Nevertheless, it seems he cannot escape himself, nor can he divorce himself from being a writer, despite the painful awareness that he is part of a "dying profession".
His only way forward is thus to immerse himself in the final death throes of the novel, which appeals to his pessimistic outlook and allows him to revel in the bitter-sweet poetics of obsolescence - "things dying can have a voluptuous beauty". At times he resorts to self-pity, though he redeems himself with his dark sense of humour that keeps his spirit afloat.
His caustic wit may be part of the problem. His apparent inability to be a marketable prospect for a publisher is linked to the fact that he is a satirist and his role has somewhat been usurped by stand-up comedians. It is futile for the likes of Ableman to try and compete with that fraternity for the simple reason that if he resorted to becoming an entertainer he would have to assert his presence beyond the page - "the page would no longer be turned".
Ableman's satirical approach isn't just a manifestation of his proclivity for detecting the comic turn in the world's affairs; it lightens the load of his bleak future, which looms in the spectral figure of a homeless man he frequently encounters who is always feverishly filling the pages of a notebook.
That he appears like a latter-day Ernest Hemingway further substantiates the status of the novelist as a societal outcast.
Not surprisingly, this tramp is a source of fascination and anxiety for Ableman, mocking his ambitions but also his inability to write - he's resorted to "mouth-writing", verbose whisperings that echo his crippling state of paralysis.
Despite his drive and ambitions, nothing quite reaches fruition; this is mirrored in the unconsummated affair with his mother-in-law.
There is nothing else for it but to write about writing, another lesson he has gleaned from his writerly hero, Miller, who famously asserted that writers needn't have a topic to address other than the difficulty of writing.
Ableman takes this idea to an extreme, and perhaps gets lost in chronicling the death of writing and reading - the two are interconnected - rather than the nature of writing itself, though perhaps this isn't worth pursuing in this "post-literate" world.
Ironically, this meditation on writing is alienating for those who are not writers.
Everywhere Ableman casts his gaze he is confronted with this "post-literate" world that has rendered his profession irrelevant.

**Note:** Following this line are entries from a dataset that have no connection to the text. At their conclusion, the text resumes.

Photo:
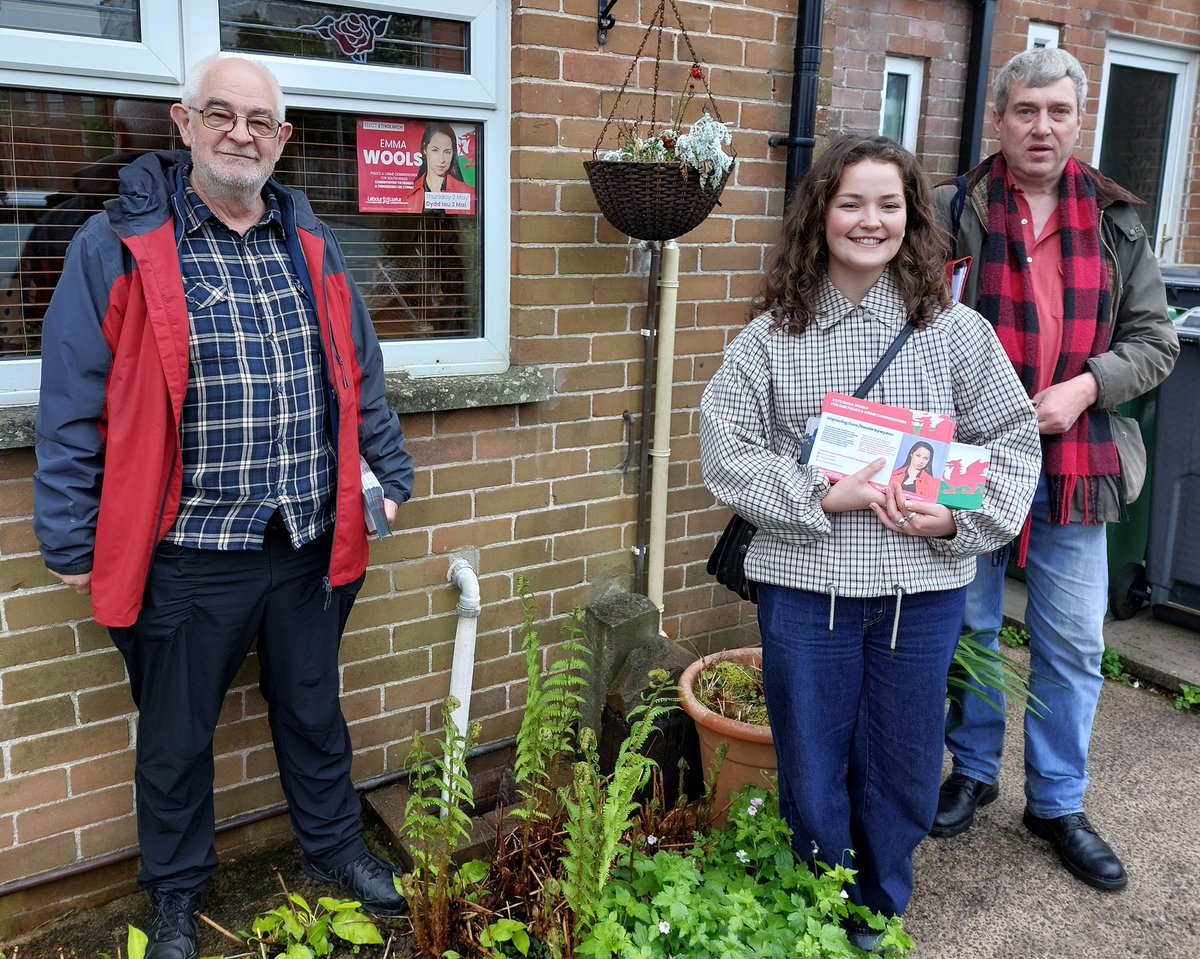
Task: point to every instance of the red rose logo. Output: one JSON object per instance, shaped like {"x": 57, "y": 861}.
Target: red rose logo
{"x": 353, "y": 33}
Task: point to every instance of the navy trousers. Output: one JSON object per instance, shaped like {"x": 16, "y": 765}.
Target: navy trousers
{"x": 858, "y": 727}
{"x": 202, "y": 612}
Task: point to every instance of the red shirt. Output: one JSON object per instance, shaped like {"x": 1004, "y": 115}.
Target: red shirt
{"x": 1044, "y": 253}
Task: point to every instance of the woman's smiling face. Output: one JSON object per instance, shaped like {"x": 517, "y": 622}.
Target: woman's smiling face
{"x": 864, "y": 223}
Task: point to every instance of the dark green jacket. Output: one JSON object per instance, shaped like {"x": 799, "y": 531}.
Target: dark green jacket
{"x": 1144, "y": 342}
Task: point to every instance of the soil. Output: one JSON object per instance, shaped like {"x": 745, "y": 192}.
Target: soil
{"x": 239, "y": 892}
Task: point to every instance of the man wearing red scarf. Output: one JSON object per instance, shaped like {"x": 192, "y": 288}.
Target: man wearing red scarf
{"x": 1065, "y": 273}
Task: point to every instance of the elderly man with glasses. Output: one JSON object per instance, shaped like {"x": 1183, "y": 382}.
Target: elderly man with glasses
{"x": 210, "y": 379}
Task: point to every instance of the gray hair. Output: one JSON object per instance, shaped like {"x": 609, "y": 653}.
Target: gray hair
{"x": 199, "y": 71}
{"x": 1038, "y": 67}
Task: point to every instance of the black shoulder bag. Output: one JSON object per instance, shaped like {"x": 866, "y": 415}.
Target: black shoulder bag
{"x": 727, "y": 562}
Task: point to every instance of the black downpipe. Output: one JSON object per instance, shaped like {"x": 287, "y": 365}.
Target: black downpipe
{"x": 975, "y": 100}
{"x": 805, "y": 77}
{"x": 649, "y": 333}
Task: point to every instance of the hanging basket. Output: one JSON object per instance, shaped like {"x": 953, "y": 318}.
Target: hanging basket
{"x": 655, "y": 201}
{"x": 652, "y": 201}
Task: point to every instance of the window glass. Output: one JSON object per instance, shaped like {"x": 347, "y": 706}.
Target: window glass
{"x": 111, "y": 19}
{"x": 60, "y": 155}
{"x": 324, "y": 31}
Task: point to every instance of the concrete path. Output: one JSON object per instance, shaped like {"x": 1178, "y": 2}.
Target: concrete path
{"x": 999, "y": 892}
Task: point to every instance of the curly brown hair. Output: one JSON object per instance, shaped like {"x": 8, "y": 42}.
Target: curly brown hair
{"x": 801, "y": 259}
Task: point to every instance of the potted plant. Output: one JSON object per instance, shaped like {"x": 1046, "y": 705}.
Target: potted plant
{"x": 663, "y": 180}
{"x": 723, "y": 694}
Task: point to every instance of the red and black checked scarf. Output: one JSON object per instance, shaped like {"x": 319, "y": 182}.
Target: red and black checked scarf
{"x": 1085, "y": 451}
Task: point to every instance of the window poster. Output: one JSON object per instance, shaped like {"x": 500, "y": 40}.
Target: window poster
{"x": 408, "y": 166}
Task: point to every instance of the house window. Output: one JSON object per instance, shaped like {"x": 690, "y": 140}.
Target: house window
{"x": 429, "y": 264}
{"x": 112, "y": 19}
{"x": 901, "y": 100}
{"x": 1042, "y": 35}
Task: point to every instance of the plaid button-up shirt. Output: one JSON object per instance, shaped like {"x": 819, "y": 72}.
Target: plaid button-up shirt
{"x": 256, "y": 427}
{"x": 753, "y": 417}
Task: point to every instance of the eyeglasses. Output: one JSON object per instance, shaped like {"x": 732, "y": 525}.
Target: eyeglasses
{"x": 259, "y": 127}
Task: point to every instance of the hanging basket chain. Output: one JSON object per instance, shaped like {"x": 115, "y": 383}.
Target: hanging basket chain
{"x": 658, "y": 22}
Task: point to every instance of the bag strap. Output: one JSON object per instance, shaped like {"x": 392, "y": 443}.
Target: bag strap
{"x": 885, "y": 360}
{"x": 957, "y": 205}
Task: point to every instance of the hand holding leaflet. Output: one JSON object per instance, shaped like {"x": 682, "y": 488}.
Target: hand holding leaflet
{"x": 372, "y": 502}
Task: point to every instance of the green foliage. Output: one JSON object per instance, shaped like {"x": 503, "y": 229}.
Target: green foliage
{"x": 976, "y": 667}
{"x": 733, "y": 690}
{"x": 436, "y": 821}
{"x": 1113, "y": 666}
{"x": 552, "y": 712}
{"x": 297, "y": 930}
{"x": 1188, "y": 697}
{"x": 1014, "y": 636}
{"x": 600, "y": 809}
{"x": 735, "y": 893}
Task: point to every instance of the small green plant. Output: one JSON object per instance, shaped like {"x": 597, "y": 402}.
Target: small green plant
{"x": 1113, "y": 666}
{"x": 297, "y": 930}
{"x": 733, "y": 893}
{"x": 733, "y": 690}
{"x": 436, "y": 821}
{"x": 976, "y": 667}
{"x": 1014, "y": 636}
{"x": 1188, "y": 697}
{"x": 600, "y": 809}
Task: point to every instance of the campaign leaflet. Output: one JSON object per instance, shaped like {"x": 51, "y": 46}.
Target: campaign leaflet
{"x": 918, "y": 447}
{"x": 415, "y": 166}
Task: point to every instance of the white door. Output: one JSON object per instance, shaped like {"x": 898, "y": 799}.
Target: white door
{"x": 1144, "y": 118}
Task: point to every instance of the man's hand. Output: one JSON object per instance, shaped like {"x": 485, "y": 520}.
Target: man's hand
{"x": 78, "y": 581}
{"x": 1060, "y": 405}
{"x": 855, "y": 492}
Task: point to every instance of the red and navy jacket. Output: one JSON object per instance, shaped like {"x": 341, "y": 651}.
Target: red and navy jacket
{"x": 114, "y": 376}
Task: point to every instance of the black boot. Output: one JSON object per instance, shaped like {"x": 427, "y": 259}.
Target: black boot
{"x": 173, "y": 923}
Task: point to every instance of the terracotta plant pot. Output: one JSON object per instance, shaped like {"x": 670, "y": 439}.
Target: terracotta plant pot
{"x": 751, "y": 749}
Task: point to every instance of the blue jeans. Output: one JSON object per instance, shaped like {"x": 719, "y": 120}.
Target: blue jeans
{"x": 1067, "y": 580}
{"x": 858, "y": 727}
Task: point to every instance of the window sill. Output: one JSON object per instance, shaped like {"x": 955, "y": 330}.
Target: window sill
{"x": 406, "y": 394}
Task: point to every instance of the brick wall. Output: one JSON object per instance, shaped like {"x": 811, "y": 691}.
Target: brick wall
{"x": 535, "y": 489}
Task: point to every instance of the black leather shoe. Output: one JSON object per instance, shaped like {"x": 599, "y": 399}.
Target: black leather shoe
{"x": 957, "y": 803}
{"x": 367, "y": 880}
{"x": 173, "y": 924}
{"x": 1080, "y": 847}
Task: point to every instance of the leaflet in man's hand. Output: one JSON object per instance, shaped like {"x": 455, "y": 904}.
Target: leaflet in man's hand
{"x": 855, "y": 432}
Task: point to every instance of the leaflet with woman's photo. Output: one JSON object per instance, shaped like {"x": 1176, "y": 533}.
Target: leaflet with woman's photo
{"x": 855, "y": 432}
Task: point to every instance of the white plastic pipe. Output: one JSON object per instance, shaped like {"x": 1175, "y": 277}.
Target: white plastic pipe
{"x": 660, "y": 453}
{"x": 462, "y": 669}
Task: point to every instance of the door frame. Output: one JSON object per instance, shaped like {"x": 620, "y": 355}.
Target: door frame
{"x": 1183, "y": 64}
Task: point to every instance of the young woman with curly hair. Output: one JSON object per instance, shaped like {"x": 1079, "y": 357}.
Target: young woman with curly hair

It's an unnatural inversion that has caused publishers to be disappointed when writers in their stable produce a new novel.
Jacobson's assessment of the publishing industry - particularly in Britain - is perhaps a little exaggerated, distorted. His achievements are proof; he is not a homeless man scribbling on scraps on a park bench.
In fact he won the Man Booker prize for his previous novel, The Finkler Question, though in a recent interview with The Guardian he confessed that he struggled to secure a publisher for it. Zoo Time has perhaps become a vehicle for resentment caused by the offence to his vanity.
He avenges the literary community by exposing its contradictions and, more importantly, its superficiality - it is not concerned with producing good literary works.
Ableman carries in equal amounts doubt and vanity. It is what sets him off on a see-saw journey that most writers must negotiate; in equal measures doubt and vanity sustains writing.
His preoccupation with the "post-literate" world feeds both; his work has been rejected because the world has been turned upside down.
Eventually he does produce a novel, though his wife, who has a crude understanding of writing beats him to the punch with a novel of her own, which is lauded and quickly turned into a film.
In this "post-literate" world, the latter is advanced as the goal of novel-writing. Fuelled by curiosity and jealousy, Ableman finally gets a chance to glance at the pages of the tramp's work; there are no words, just zeros. - published April 7, 2013.